Question

While working to build software products for early stage startups, I have seen two very common schools of thought that define an approach to application design.

Those 2 paradigms typically include designing an application predicated on an "extendible codebase” or a "throw away codebase".

What factors should one consider/measure to identify their approach to application design? What are alternatively ways to think about application design?

Some factors suggested to date include:

  • the amount of time available to build the product.
  • the total amount of budget available.
  • the level of quality.

No correct solution

OTHER TIPS

It depends on how easy it will be to convince the powers that be to throw away the live prototype.

You see as soon as prototype / proof of concept, goes live, it becomes a real live system. And the "powers that be" will want you to make modifications and changes, and whilst this happens it will gain real world use, and then it is not so easy to replace.

And you make these modifications and fixes, the user base will grow, and the external quality of the system will improve, and the internal quality will reduce. And the updates will become harder and harder, and slower and slower, and technical debt will grow and grow.

And you will say, we need to replace the system, it was only ever supposed to be a proof of concept, and they will say, but it works, and we have spent so much time and money on it, surely we can continue, and if you fold to the demands, you will continue, and internal quality will sink and sink, and 1 year from start, they will not even acknowledge that it was a throw away prototype, and you will be lumped with maintenance nightmares, and questions about the quality of your implementation.

I have learned the hard way, do it right first time. Some turds are hard to sink.

For a startup, what are the pros and cons of building a software product predicated on "Throw away code" vs "an extendible codebase"?

In reality, if you phrase the question as "either one or the other", it might reduce your options significantly. I feel like you kind of answered already the pros and cons in the question, so I'll try to exercise the real question:

I don't know of a single startup success story where people take their time to build a good system. Time to market is king, and like you said, going against it can increase significantly the risk of going out of business.

"Doing right" has serious problems in the first moments of a startup. One, it requires experienced engineers (which requires money); two, it requires unbounded time (depends on the complexity of the product and the experience of the engineers with this kind of system). Finally, we all know you don't need good design to be in business, you need something that runs, and whose problems are hidden from your customers.

Pretty much any startup experience I know of (and probably every single famous one) took big advantage of this fact: if part of your product is poor quality, but that part is invisible to the customer (or their potential desire is not significantly affected by it), don't waste time on improving it, just ship it.

But that is "time 0" in the time scale. In time t > 0 you begin to learn what most startups learn the hard way: the poor quality of those invisible parts is constraining your current opportunities. That is, the team is requiring much more time to implement new features, these are being shipped half baked, bugs are bugging the customers and making them angry, etc.

tangent: at this point, hopefully the manager knows the capital sin of software engineering and would not fall into the myth of the man-month.

The difference that makes the difference here is to know at which time t you should pause, hold the horses, and put some effort into cleaning the house before you sink (and how much time dedicated to and how much cleaning should be done).

In other words, this is not solved by selecting either "Throw away code" vs "an extendible codebase" once at the beginning, closing your eyes and running in the chosen direction. You can solve it by putting the "time" in the equation and acknowledging there is a question you should make from time to time, and from time to time, it might require opposing answers.

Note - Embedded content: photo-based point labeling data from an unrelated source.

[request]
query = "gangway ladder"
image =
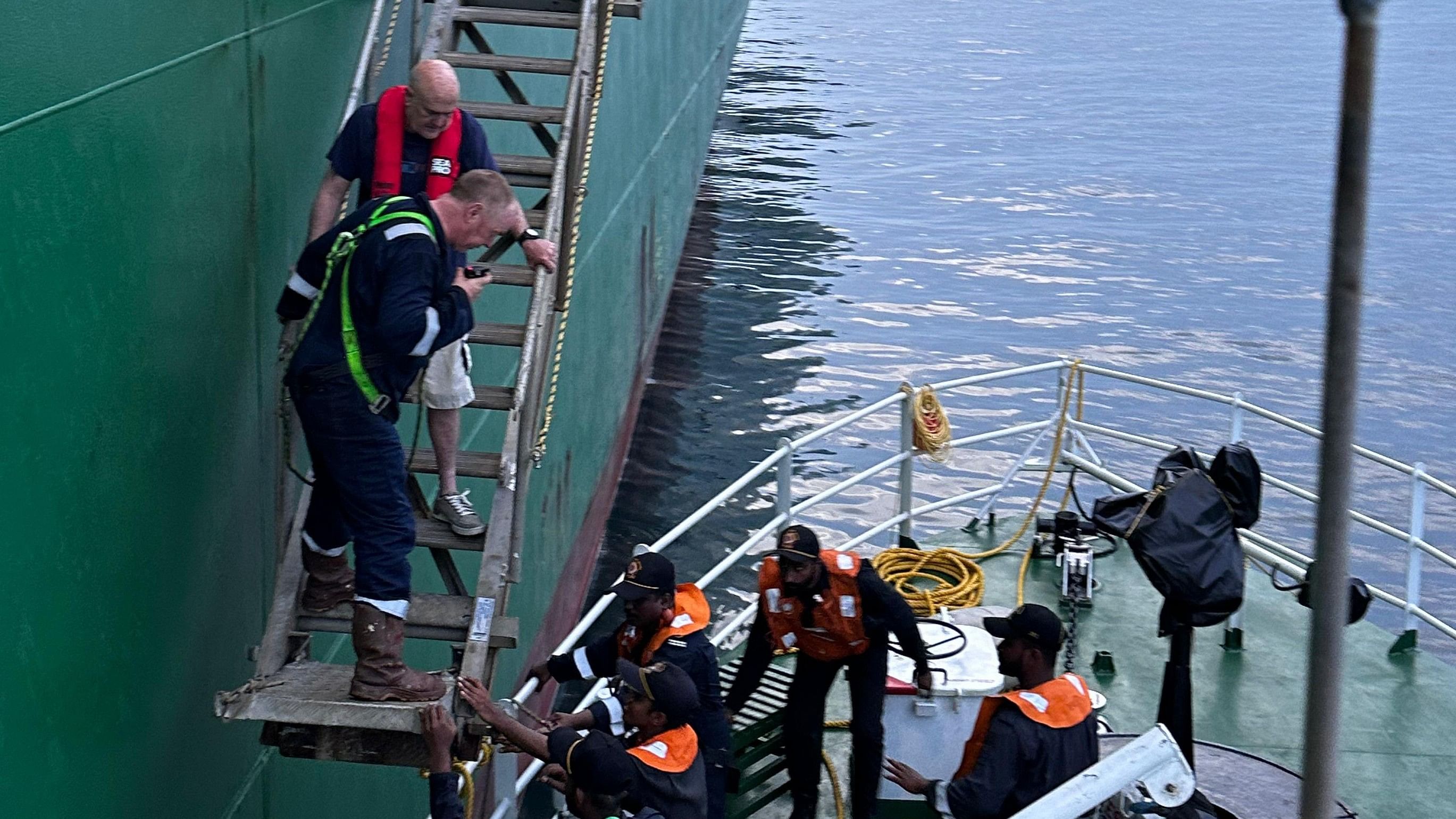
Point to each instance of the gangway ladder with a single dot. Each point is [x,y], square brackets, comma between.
[303,703]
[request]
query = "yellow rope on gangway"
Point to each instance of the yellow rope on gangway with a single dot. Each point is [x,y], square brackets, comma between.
[549,412]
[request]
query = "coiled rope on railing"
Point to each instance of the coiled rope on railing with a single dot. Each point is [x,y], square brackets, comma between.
[549,410]
[931,428]
[958,580]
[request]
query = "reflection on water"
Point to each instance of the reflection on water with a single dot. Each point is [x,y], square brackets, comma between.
[983,186]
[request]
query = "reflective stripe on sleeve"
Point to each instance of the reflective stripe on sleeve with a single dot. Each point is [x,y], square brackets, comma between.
[302,288]
[431,331]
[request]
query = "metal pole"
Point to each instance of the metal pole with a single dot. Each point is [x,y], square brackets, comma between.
[1234,627]
[1413,553]
[1331,601]
[908,465]
[784,503]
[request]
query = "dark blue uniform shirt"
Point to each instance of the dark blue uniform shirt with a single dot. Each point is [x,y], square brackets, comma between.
[403,299]
[353,156]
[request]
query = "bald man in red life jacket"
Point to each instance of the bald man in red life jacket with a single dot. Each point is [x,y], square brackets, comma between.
[1027,741]
[415,140]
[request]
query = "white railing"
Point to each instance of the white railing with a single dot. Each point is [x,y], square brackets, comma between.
[1076,452]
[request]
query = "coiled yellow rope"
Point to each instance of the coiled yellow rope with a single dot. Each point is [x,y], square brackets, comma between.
[958,580]
[466,784]
[932,429]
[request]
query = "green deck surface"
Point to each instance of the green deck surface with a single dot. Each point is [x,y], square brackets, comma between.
[1398,712]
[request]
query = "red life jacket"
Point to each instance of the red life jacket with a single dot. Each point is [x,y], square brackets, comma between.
[389,149]
[1059,703]
[672,751]
[839,623]
[689,614]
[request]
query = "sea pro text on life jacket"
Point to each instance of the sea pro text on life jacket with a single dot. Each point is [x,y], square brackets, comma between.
[689,614]
[1059,704]
[839,619]
[389,149]
[672,751]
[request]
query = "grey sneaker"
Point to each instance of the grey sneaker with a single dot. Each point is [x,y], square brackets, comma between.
[458,512]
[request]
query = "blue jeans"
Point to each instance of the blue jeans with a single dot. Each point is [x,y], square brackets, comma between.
[358,486]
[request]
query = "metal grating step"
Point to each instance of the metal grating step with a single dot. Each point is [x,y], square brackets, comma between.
[318,694]
[514,113]
[431,617]
[512,274]
[507,63]
[487,397]
[468,464]
[498,334]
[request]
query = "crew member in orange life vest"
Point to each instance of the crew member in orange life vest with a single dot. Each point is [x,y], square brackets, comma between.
[839,614]
[1027,741]
[657,701]
[664,621]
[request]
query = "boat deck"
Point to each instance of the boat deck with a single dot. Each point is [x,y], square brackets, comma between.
[1398,712]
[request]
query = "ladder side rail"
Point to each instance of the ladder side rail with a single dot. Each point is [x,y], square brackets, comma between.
[440,36]
[504,534]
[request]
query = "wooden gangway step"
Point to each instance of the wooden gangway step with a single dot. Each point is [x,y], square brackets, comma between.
[512,274]
[431,617]
[487,397]
[507,63]
[498,334]
[519,18]
[549,114]
[468,464]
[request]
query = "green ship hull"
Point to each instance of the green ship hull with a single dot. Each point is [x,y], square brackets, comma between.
[159,164]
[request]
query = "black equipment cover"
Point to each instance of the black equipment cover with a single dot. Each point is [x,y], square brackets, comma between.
[1183,532]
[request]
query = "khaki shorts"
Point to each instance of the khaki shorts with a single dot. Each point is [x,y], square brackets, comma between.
[446,382]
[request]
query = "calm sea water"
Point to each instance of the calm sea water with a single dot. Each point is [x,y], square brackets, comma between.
[975,186]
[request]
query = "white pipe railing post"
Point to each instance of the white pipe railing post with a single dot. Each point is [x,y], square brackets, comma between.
[908,465]
[784,505]
[1413,560]
[1234,627]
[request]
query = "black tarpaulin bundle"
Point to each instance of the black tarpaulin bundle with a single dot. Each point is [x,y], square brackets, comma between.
[1183,532]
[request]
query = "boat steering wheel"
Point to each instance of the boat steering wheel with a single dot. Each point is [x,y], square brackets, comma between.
[956,639]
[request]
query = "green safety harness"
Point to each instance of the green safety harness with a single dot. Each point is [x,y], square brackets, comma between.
[344,247]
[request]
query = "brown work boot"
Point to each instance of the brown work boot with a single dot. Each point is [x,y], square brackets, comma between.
[380,672]
[331,580]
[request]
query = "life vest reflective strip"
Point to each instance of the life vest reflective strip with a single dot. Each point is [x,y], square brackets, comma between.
[342,248]
[839,624]
[672,751]
[691,613]
[1059,704]
[389,149]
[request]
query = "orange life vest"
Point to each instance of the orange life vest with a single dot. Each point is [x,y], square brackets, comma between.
[689,614]
[672,751]
[839,619]
[389,149]
[1059,703]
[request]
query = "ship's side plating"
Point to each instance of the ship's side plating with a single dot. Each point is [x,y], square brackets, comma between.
[159,162]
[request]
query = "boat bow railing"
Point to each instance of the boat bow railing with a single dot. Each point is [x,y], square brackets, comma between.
[1076,454]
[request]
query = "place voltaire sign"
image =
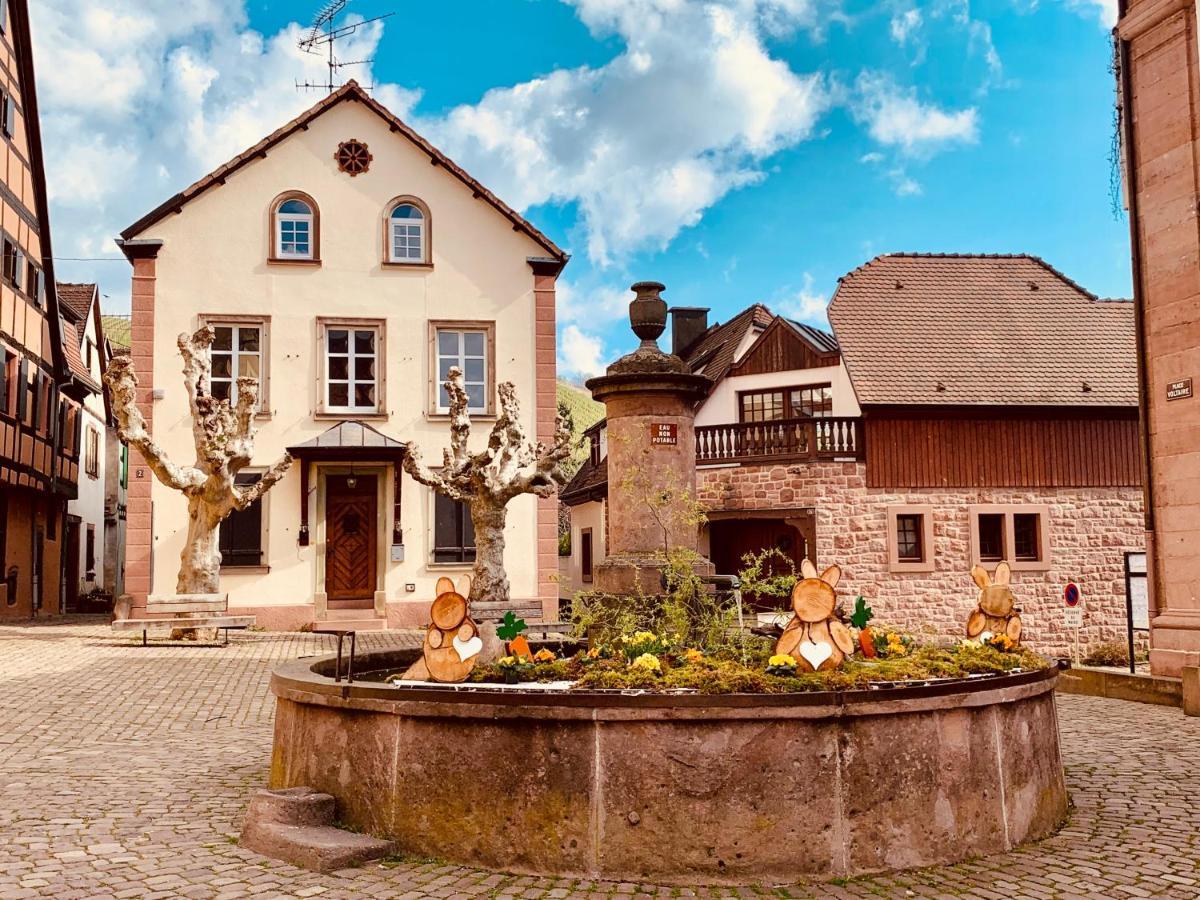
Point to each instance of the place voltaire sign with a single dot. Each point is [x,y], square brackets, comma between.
[1180,389]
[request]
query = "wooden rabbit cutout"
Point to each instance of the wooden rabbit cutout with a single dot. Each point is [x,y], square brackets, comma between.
[815,639]
[995,613]
[451,643]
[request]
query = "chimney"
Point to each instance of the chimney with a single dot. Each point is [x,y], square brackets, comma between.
[688,323]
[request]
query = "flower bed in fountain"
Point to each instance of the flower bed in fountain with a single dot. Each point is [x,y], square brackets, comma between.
[652,663]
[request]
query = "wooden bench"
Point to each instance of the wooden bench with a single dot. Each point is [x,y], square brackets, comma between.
[183,604]
[222,623]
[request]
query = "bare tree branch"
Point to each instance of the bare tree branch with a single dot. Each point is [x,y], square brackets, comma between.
[196,351]
[510,465]
[223,435]
[244,497]
[131,427]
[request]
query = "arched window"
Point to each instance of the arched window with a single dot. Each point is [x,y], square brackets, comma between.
[295,228]
[408,232]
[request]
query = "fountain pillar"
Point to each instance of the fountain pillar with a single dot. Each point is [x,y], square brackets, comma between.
[651,401]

In summary, instead of having a static "time vs. cost vs. quality" pick-two-triangle, put these in a time scale:

enter image description here
(source: metareload.com)

Now, take into consideration that, at any t, cost and time for developing a feature depends on the resulting quality of the product at t-1. In other words, how much quality of design you chose to invest right now is telling how cheap or onerous the future developments will be (so, quality is the variable that tells you the cost of your future).

If you are a manager, this point of view can give you more clues about how to manage the tension between design quality and time to market. And that is something to be managed constantly.

Finally, experienced engineers are optimized for design. And if you have very good ones, you can push time constraints on them and they will make a significant effort into selecting critical parts of the system to dedicate to design and testing, and will let less-critical parts to be of lesser quality -- they know these have messes that are more easily manageable and the trade-off for quick delivery pays off. You can also count on them to put some breaks at the incoming demands and tell you that this is the t moment they should stop and work on the code base to make room for new maneuvers. In other words, what you're doing is "amortizing" the total cost of good design (and risks) by spreading it through prioritized parts of the system and through time.

Are you confident that you will deliver "extendible solution" - that will not turn into the "prototype" due to time constraints and unexpected requirements?

I believe what happens most often is that the "prototype" becomes the product - with all its shortcomings and imperfectness it still actually works. Startups that go for ultimate solution most often run out of funding and never deliver.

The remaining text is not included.